Over the binary set of meta-analyses, the maximum discrepancy was 2.9 × 10-6. For continuous data analyses, the maximum discrepancy was 7.4 × 10-5. These maximum discrepancies appeared in meta-analyses with extreme between study heterogeneity, and are ascribed to rounding errors (version 1.86 of metan does not use double precision for all internal calculations as Meta-Analyst does).

As previously discussed, Bayesian analyses are run through OpenBUGS, and so the output is as thoroughly tested as OpenBUGS.

Testing for diagnostic test accuracy analyses is not as extensive, because we have not found a suitable reference scripting environment to test Meta-Analyst output against. However, the simple diagnostic test methods are based on weighted proportions (sensitivity, specificity), relative risks (likelihood ratios), odds ratios and regression (SROC, meta-regression). These methods use the same computational algorithms as those for binary data and so have been tested. Two diagnostic methods remain to be sufficiently tested; bivariate meta-analysis of sensitivity and specificity for diagnostic tests and random effects SROC. These analyses are flagged as not thoroughly checked when they are requested from the user. However, these will soon be reconfigured to run in OpenBUGS so that they will be validated as well.

Discussion

In order to attain widespread use, meta-analysis software must be easy to use. In particular, requiring that users learn an entire language to run their analyses will prohibit general adaptation of a program. Dedicated meta-analysis programs such as MIX, Comprehensive Meta-analysis, and MetaDiSc are appealing due to their small learning curve. On the other hand, by their very nature, such programs are less flexible than general statistical packages. For example, they have no scripting functionality, which precludes their use for large-scale empirical research or simulation studies. Further, they are not able to perform advanced analyses, such as bivariate diagnostic test meta-analyses, because they cannot maximize difficult likelihood functions, and they cannot be readily extended to include additional analytic options.

Conclusion

Meta-Analyst mitigates several of the weaknesses inherent to dedicated meta-analysis packages. It incorporates their ease-of-use, while providing advanced analytic methods that can be implemented in packages such as Stata, R and SAS by a statistical programmer.

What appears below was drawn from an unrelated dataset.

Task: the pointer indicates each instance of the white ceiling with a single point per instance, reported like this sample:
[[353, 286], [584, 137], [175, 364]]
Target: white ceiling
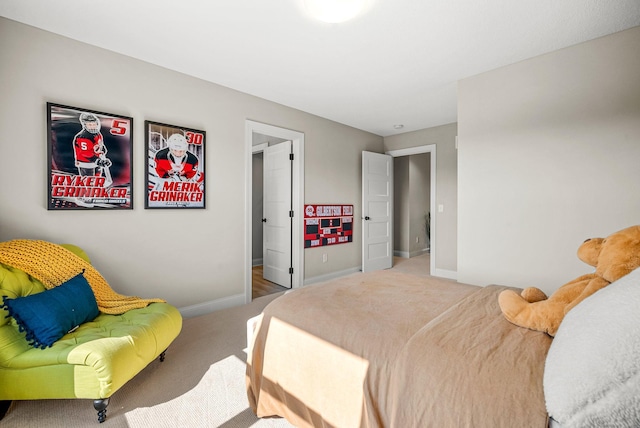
[[398, 63]]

The current version of Meta-Analyst is made available free of charge to interested researchers. It runs on any version of Windows that is compatible with the .NET platform (comprising Windows 98, ME, NT 4.0, 2000, XP and Vista). We have already started development of a cross-platform completely open-source version of the software that uses the R statistical language, and will be readily modifiable and extendable by any interested party http://www.github.com/bwallace/OpenMeta-analyst-.

Availability and requirements

An installer file for the latest version of Meta-Analyst has been provided as an additional/supplemental file for the peer-reviewers [Additional File 1]. Alternatively, the latest version can be obtained from http://tuftscaes.org/meta_analyst/ (last accessed 11/12/2009). Meta-Analyst is made readily available to any scientist wishing to use it for non-commercial purposes, without any restriction (including the need for a material transfer agreement).